If you don’t see any data appear in the verification step, then check for these common problems.

• Make sure you’ve included your own customer token.
• You can use multiple ways to create roles in an AWS Service.
• Make sure you have configured the same roles as mentioned above.
• Make sure you are using the latest version of AWS CLI.
• Check the Cloudwatch Logs for the log group of your script to see if it’s running and if there are any errors.
• Search or post your own Amazon CloudWatch Metrics logging questions in the community forum.

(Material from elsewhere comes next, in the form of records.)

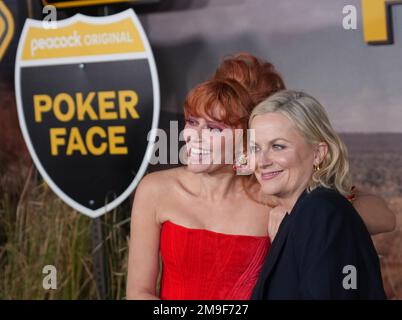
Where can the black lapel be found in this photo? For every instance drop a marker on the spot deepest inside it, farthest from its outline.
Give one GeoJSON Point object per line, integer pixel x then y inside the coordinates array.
{"type": "Point", "coordinates": [275, 250]}
{"type": "Point", "coordinates": [273, 254]}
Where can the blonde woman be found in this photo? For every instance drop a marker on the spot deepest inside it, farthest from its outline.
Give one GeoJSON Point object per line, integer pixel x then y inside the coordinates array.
{"type": "Point", "coordinates": [322, 249]}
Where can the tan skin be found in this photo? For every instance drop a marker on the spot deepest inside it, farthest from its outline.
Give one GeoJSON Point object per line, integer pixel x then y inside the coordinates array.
{"type": "Point", "coordinates": [201, 196]}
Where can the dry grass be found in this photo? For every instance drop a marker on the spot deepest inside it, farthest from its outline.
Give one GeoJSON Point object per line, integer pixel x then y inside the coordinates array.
{"type": "Point", "coordinates": [38, 229]}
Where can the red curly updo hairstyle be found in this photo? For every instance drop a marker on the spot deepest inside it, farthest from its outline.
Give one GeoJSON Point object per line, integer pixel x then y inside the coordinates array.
{"type": "Point", "coordinates": [223, 100]}
{"type": "Point", "coordinates": [259, 77]}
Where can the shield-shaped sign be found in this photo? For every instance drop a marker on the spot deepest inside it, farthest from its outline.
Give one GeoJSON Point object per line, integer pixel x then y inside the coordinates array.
{"type": "Point", "coordinates": [88, 95]}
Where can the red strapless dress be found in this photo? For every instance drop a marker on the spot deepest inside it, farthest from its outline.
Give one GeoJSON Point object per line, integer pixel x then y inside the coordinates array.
{"type": "Point", "coordinates": [200, 264]}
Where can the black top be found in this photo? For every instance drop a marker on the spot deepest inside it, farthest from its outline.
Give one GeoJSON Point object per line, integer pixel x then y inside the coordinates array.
{"type": "Point", "coordinates": [322, 251]}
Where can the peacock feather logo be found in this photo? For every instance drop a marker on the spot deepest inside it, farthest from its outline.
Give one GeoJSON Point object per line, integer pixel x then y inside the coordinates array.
{"type": "Point", "coordinates": [6, 28]}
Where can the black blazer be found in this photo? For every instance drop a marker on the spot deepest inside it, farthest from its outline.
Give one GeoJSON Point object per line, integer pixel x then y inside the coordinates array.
{"type": "Point", "coordinates": [322, 235]}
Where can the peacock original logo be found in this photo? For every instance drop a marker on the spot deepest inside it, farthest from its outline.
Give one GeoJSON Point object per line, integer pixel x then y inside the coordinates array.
{"type": "Point", "coordinates": [6, 28]}
{"type": "Point", "coordinates": [87, 96]}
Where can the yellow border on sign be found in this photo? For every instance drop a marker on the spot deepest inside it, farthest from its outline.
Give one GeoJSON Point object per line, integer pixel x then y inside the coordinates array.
{"type": "Point", "coordinates": [82, 3]}
{"type": "Point", "coordinates": [10, 29]}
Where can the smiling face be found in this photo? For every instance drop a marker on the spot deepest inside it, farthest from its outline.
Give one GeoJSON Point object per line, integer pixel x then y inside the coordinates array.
{"type": "Point", "coordinates": [209, 144]}
{"type": "Point", "coordinates": [284, 160]}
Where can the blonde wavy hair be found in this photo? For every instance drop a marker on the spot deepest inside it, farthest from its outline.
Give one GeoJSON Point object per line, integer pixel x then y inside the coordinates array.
{"type": "Point", "coordinates": [311, 119]}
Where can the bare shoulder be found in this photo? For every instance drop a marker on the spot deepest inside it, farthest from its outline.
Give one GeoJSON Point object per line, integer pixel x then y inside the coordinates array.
{"type": "Point", "coordinates": [160, 182]}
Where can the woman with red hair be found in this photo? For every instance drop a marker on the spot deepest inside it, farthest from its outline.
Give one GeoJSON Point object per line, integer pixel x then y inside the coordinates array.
{"type": "Point", "coordinates": [206, 225]}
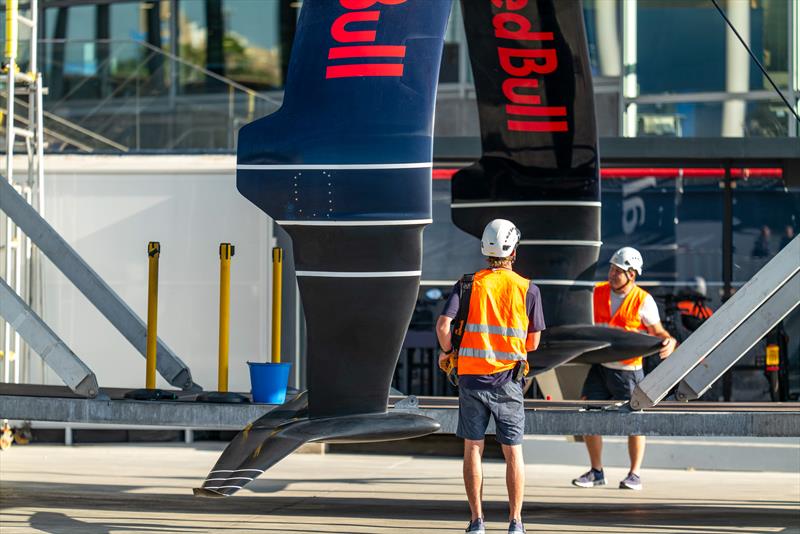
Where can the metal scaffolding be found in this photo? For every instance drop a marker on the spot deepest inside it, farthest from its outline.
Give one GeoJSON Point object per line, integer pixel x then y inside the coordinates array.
{"type": "Point", "coordinates": [21, 268]}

The scripts are not supported under any SolarWinds support program or service. The scripts are provided AS IS without warranty of any kind. SolarWinds further disclaims all warranties including, without limitation, any implied warranties of merchantability or of fitness for a particular purpose. The risk arising out of the use or performance of the scripts and documentation stays with you. In no event shall SolarWinds or anyone else involved in the creation, production, or delivery of the scripts be liable for any damages whatsoever (including, without limitation, damages for loss of business profits, business interruption, loss of business information, or other pecuniary loss) arising out of the use of or inability to use the scripts or documentation.